What did Kirkwood accomplish in his studies to be so universally esteemed? Much of the respect he received is the result of his pioneering studies of asteroids, minor planets, comets and meteors. Kirkwood’s first two books, Meteoric Astronomy (1867) and Comets and Meteors (1873), quickly became well known. He was the first to theorize and produce convincing evidence that periodic meteor showers are the debris of long disintegrated comets.
His most important work is said to be the discovery of gaps clear of usual debris, now known as Kirkwood Gaps, in the orbits of asteroids or minor planets. The asteroid belt orbits the sun between Mars and Jupiter. Kirkwood theorized that the gravitational pull of Jupiter caused the gaps. That initial work was done in the late 1850s and 1860s, making the discovery even more remarkable, since there were only about 50 asteroids known then. With advances in astronomy and telescopes, tens of thousands of asteroids have been documented since, ranging in size from pebbles to the largest known asteroid, Ceres, which is about 600 miles in diameter. Subsequent discoveries in the asteroid belt have verified Kirkwood’s theory.
Besides his research and writing, Kirkwood spent time teaching and was held in high regard by his students. One of his students is said to have stated that when he died he wanted to go wherever Dr. Kirkwood went. While some seemed to see science as a threat to religious beliefs, Presbyterian Kirkwood was quick to attest that his study of the stars strengthened his faith.
Retirement from Indiana was not the end of Kirkwood’s academic career. The Kirkwoods’ only child Agnes was an invalid who died at 28 in 1874. Upon retirement Daniel and Sarah went to southern California to live with a nephew on his orange ranch. Because of his esteem, in 1891, at age 77, he became a Lecturer of Astronomy at Stanford University, founded only a few years before. A prolific writer in his field, Kirkwood published around 125 papers and three books during his lifetime, his last book, The Asteroids or Minor Planets between Mars and Jupiter, after retirement. He is buried in Bloomington, Indiana with his wife and daughter. Obituaries in astronomy journals described Kirkwood as having a “kindly, upright, beautiful character, a true and good man.”

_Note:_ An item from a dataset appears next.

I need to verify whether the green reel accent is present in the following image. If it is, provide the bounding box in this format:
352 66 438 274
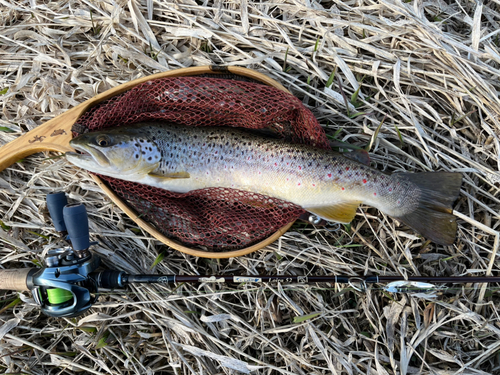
45 288 73 305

He was so esteemed in Bloomington that all businesses closed in the city on the day of his funeral. Bloomington boasts a Kirkwood Avenue, and Kirkwood Observatory and Kirkwood Hall on the Indiana University campus are both named for him. Kirkwood has been highly honored by the astronomical community, with Asteroid 1578 Kirkwood carrying his name, along with the Kirkwood impact crater on the far side of the moon and an outcrop called Kirkwood on Mars.
Since my astronomical expertise consists of picking out the big dipper on a starry night, I have focused more on Kirkwood’s area connections instead of his stellar accomplishments. Much more on Kirkwood’s work can be found in books and online.